The conclusion reached by us in no way conflicts with the characterization of the action for wrongful death as joint, single and indivisible. As observed in State, Use of Bashe v. Boyce, 72 Md. 140, 143-144 [19 A. 366, 367], "Its object [the wrongful death statute] was to protect a defendant from being vexed by several suits instituted by or in behalf of different equitable plaintiffs for the same injury, when all the parties could, with perfect convenience, be joined in one proceeding. It never contemplated depriving a plaintiff of the right to sue separately different joint tort-feasors, though, of course, there can be but one satisfaction, no matter how many judgments may be recovered."

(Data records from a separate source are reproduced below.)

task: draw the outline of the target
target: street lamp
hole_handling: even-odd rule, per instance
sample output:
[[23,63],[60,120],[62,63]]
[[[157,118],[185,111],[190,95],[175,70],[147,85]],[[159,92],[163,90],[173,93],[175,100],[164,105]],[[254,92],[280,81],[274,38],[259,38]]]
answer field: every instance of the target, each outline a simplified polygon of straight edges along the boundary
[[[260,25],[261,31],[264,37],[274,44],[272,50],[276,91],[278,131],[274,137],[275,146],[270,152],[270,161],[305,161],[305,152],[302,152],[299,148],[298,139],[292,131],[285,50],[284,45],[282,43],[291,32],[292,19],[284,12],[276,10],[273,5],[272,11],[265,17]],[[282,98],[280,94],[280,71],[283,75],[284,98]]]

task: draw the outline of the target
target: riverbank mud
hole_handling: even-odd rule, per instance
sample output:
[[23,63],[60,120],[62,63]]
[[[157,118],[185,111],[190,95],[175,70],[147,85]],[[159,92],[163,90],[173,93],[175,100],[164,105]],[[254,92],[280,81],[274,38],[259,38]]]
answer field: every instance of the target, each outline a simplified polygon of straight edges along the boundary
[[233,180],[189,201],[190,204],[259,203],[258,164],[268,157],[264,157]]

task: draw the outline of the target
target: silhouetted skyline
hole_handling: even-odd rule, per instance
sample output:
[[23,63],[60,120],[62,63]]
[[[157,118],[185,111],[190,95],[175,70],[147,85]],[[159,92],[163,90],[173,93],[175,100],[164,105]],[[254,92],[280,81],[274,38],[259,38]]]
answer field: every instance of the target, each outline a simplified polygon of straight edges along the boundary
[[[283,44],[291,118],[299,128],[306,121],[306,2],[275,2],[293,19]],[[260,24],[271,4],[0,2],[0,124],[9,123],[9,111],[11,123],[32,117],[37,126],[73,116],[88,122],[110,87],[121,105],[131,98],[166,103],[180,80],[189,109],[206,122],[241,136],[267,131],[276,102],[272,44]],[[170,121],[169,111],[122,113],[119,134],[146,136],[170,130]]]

 It must be noted that by virtue of positive decisional law if defendants in the instant action are liable they are liable for the damages caused by their own negligent conduct and may be made further liable for the later negligent conduct, if any, of Dr. Richardson and the City of Needles. (Ash v. Mortensen, 24 Cal. 2d 654, 657 [150 P.2d 876]; Herrero v. Atkinson, supra, 227 Cal. App. 2d 69, 75.) Dr. Richardson and the city, however, may not be held liable for the negligent conduct, if any, of the instant defendants but, if guilty of negligence and malpractice, are separately liable for their own negligent acts. (Ash v. Mortensen, supra; Herrero v. Atkinson, supra.) Accordingly, there are two distinct causes of action, one against the instant defendants based on their alleged negligent conduct and the alleged subsequent negligent medical treatment, and another against Dr. Richardson and the City of Needles for their alleged wrongful acts. Plaintiffs were then free to bring separate actions and the order in which they were filed is immaterial. (Ash v. Mortensen, supra.)

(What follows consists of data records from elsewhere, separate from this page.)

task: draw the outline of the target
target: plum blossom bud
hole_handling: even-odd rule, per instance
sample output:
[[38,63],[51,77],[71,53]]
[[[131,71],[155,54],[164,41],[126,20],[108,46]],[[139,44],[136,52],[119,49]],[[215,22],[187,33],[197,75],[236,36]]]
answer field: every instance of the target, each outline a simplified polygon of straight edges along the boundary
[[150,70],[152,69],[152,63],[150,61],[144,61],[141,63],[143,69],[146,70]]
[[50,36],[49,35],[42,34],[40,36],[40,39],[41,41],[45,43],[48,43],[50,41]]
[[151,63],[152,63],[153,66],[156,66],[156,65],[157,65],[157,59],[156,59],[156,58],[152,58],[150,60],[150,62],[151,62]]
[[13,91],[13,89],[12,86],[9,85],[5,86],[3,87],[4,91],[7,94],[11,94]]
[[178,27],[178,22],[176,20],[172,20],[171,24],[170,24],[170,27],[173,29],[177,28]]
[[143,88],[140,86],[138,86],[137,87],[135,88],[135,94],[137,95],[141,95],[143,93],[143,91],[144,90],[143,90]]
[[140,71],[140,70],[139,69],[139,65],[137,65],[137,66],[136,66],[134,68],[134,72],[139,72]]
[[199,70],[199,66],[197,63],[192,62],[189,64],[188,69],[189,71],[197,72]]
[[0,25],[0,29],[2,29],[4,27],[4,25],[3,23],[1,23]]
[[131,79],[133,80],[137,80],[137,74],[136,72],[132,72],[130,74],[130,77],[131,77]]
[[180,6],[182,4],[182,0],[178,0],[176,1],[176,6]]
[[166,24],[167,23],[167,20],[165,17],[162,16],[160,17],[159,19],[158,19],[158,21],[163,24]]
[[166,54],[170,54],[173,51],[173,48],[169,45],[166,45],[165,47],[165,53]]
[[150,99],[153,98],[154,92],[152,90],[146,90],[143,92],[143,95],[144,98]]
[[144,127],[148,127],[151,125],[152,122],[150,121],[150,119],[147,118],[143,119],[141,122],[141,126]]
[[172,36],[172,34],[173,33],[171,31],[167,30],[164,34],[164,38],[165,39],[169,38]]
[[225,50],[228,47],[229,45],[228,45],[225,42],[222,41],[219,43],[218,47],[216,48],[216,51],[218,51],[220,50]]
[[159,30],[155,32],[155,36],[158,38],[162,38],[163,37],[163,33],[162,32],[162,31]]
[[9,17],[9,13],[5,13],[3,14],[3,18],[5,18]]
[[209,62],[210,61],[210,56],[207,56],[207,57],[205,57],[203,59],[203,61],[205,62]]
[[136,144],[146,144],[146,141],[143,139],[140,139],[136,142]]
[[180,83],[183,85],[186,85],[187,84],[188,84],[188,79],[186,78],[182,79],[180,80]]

We observe that the release given to the malpractice defendants specifically provided that it did not discharge the instant defendants from liability. Accordingly, the release does not preclude the maintenance of this action. (Code Civ. Proc., § 877, subd. (a).) Plaintiffs are precluded from recovering in the present action only if the amount which they received in settlement of the malpractice action constitutes complete satisfaction of all the damages sustained as a result of Helling's death. (Grundel v. Union Iron Works, supra, 127 Cal. 438, 442; Cole v. Roebling Construction Co., 156 Cal. 443, 448 [105 P. 255].) This raises a [28 Cal. App. 3d 440] question of fact which must be determined at trial. (Ash v. Mortensen, supra, 24 Cal. 2d 654, 657.) Defendants are thus entitled to introduce into evidence the amount received in the settlement and to have the jury instructed that should it find in favor of plaintiffs it must deduct the amount of the settlement from any verdict. (Laurenzi v. Vranizan, 25 Cal. 2d 806, 813 [155 P.2d 633]; Steele v. Hash, supra, 212 Cal. App. 2d 1, 2-3.)
The judgment is reversed.
Sims, J., and Elkington, J., concurred.
FN 1. Hickson was killed in the accident.
FN 2. The harsh results inherent in this rule are mitigated by the fact that a plaintiff who knows of other heirs and fails to join them is liable for the resulting damage. (Watkins v. Nutting, supra, 17 Cal.2d at p. 499.)